O combinado Flamengo-Vasco não deu chances ao time Independiente-Racing, vencendo a partida com um expressivo 3 a 1, o que foi amplamente noticiado como uma vitória “categórica”.
Paulinho, do Flamengo, abriu o placar logo aos nove minutos com um chute de longa distância. Micheli, do Independiente, empatou aos 20 minutos, mas Dida, do Flamengo, voltou a colocar os brasileiros à frente aos 26. No segundo tempo, Parodi, do Vasco, fechou a conta ao marcar o terceiro gol.
— Fiquei satisfeito com a partida, especialmente com o resultado. Foi uma verdadeira demonstração do nosso futebol, bem representado pelo combinado que formamos e que não deixou a desejar em comparação às seleções nacionais que nos representaram em competições internacionais — afirmou Flávio Costa após o jogo.
Apesar da rivalidade histórica entre Vasco e Flamengo, que já ocasionou diversas confusões, assim como as disputas entre Racing e Independiente, o espírito de competição Brasil contra Argentina esteve presente em todos os jogadores em campo. Os rivais se uniram para um duelo digno de um clássico sul-americano, repleto de disputas intensas e entradas duras.
— Embora os argentinos possam parecer inferiores em técnica, eles não ficam atrás em indisciplina. A expulsão de Parodi foi apenas a desculpa para os incidentes, mas vale lembrar que Grillo e Garcia Perez iniciaram as confusões. Suas reclamações constantes e entradas desleais criaram um clima de violência — reportou o jornal “O Globo” no dia seguinte à vitória brasileira.
Os jogadores do time brasileiro alegaram que Varacka, cuja entrada resultou na expulsão de Parodi, estava jogando de forma imprudente. O atleta argentino entrou na vaga de De Vicenti, um dos destaques da equipe, e cometeu várias faltas. Parodi revidou e acabou expulso após uma jogada polêmica.
— Eu jogava limpo e com fair play, assim como o médio De Vicenti. Contudo, a entrada de Varacka mudou a dinâmica do jogo. Infelizmente, fui surpreendido com minha expulsão — lamentou Parodi.
— Estou acostumado a competições com os argentinos e não me surpreendi com o desenrolar dos acontecimentos — acrescentou Ademir, defendendo Parodi.

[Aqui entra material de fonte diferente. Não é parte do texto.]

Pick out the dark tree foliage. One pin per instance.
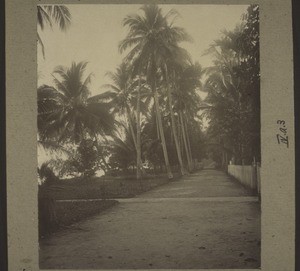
(233, 87)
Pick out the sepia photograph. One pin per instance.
(149, 136)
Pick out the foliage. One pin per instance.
(233, 87)
(65, 111)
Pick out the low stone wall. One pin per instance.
(249, 176)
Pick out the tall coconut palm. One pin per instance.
(123, 95)
(49, 15)
(119, 95)
(65, 111)
(187, 101)
(150, 37)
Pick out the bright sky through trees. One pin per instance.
(96, 31)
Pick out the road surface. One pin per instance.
(205, 220)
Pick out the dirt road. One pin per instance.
(205, 220)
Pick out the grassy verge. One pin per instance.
(54, 216)
(103, 188)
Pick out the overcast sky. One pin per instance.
(96, 31)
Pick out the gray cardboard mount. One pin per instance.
(277, 174)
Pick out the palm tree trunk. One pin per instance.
(131, 126)
(138, 134)
(185, 141)
(162, 135)
(174, 126)
(188, 138)
(157, 126)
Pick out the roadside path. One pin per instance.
(205, 220)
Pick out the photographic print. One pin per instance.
(149, 136)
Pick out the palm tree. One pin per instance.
(150, 38)
(66, 113)
(119, 94)
(187, 101)
(47, 15)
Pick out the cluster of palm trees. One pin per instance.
(233, 87)
(149, 114)
(156, 81)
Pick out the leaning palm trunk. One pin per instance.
(162, 135)
(188, 139)
(138, 134)
(174, 128)
(185, 142)
(131, 126)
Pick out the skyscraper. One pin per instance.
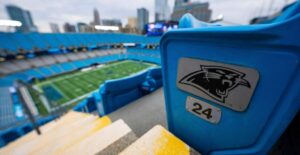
(142, 18)
(24, 16)
(200, 10)
(97, 20)
(180, 2)
(54, 28)
(162, 10)
(69, 28)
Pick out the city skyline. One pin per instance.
(239, 13)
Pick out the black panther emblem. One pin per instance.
(215, 81)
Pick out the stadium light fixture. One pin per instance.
(106, 28)
(11, 23)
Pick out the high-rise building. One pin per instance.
(24, 16)
(83, 27)
(180, 2)
(54, 28)
(142, 18)
(112, 22)
(131, 26)
(200, 10)
(69, 28)
(97, 20)
(162, 10)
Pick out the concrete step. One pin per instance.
(158, 140)
(51, 133)
(73, 137)
(110, 140)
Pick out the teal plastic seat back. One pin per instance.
(248, 76)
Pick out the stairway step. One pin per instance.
(63, 127)
(69, 117)
(110, 140)
(158, 140)
(75, 136)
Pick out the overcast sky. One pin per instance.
(73, 11)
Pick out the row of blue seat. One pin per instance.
(12, 42)
(43, 72)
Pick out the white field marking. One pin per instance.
(80, 73)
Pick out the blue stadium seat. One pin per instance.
(153, 80)
(118, 93)
(88, 105)
(232, 90)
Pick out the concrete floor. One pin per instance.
(144, 113)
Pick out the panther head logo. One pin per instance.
(215, 81)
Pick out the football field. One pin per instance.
(70, 87)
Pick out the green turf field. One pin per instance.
(67, 87)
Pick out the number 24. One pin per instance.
(200, 111)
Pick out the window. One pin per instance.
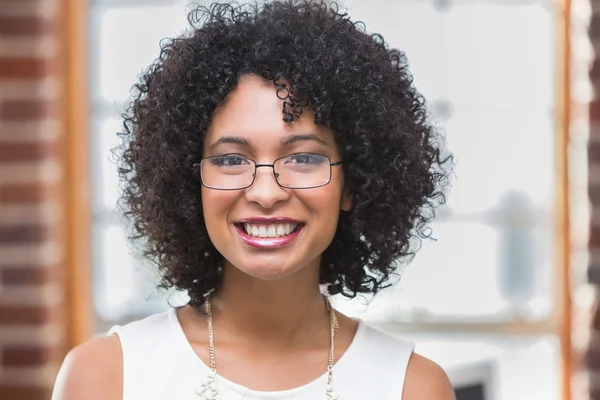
(487, 68)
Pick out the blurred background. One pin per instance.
(504, 299)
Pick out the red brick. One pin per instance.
(22, 315)
(25, 68)
(27, 151)
(23, 194)
(25, 25)
(27, 275)
(25, 234)
(29, 356)
(27, 109)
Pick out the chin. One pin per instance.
(266, 273)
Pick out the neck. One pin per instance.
(282, 310)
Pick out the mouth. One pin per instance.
(268, 234)
(266, 231)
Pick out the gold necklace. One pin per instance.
(209, 389)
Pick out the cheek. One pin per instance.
(215, 207)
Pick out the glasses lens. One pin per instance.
(227, 172)
(302, 171)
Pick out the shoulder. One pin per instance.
(426, 380)
(92, 371)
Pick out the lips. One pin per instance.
(268, 233)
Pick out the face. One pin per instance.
(241, 223)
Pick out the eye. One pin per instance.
(306, 159)
(229, 161)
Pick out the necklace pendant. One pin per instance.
(208, 389)
(330, 394)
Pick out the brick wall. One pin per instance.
(32, 333)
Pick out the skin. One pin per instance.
(294, 334)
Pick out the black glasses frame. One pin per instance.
(198, 171)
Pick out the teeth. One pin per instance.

Fim do quadrangular e título para o Flamengo
Não houve outro jogo entre as equipes nacionais no Torneio Quadrangular. As vitórias foram somadas para Vasco e Flamengo. O clube de São Januário perdeu para o Independiente por 4 a 1 e venceu o Racing por 3 a 2. Já o time da Gávea venceu o Racing por 2 a 1 e sagrou-se campeão ao derrotar o Independiente por 3 a 0.
O embate entre Vasco-Flamengo e Independiente-Racing ocorreu no dia 23 de dezembro de 1955. Quase 70 anos depois, Vasco e Flamengo estarão novamente no Maracanã, mas desta vez defendendo suas próprias cores. O confronto será às 17h30, pela 24ª rodada do Brasileirão.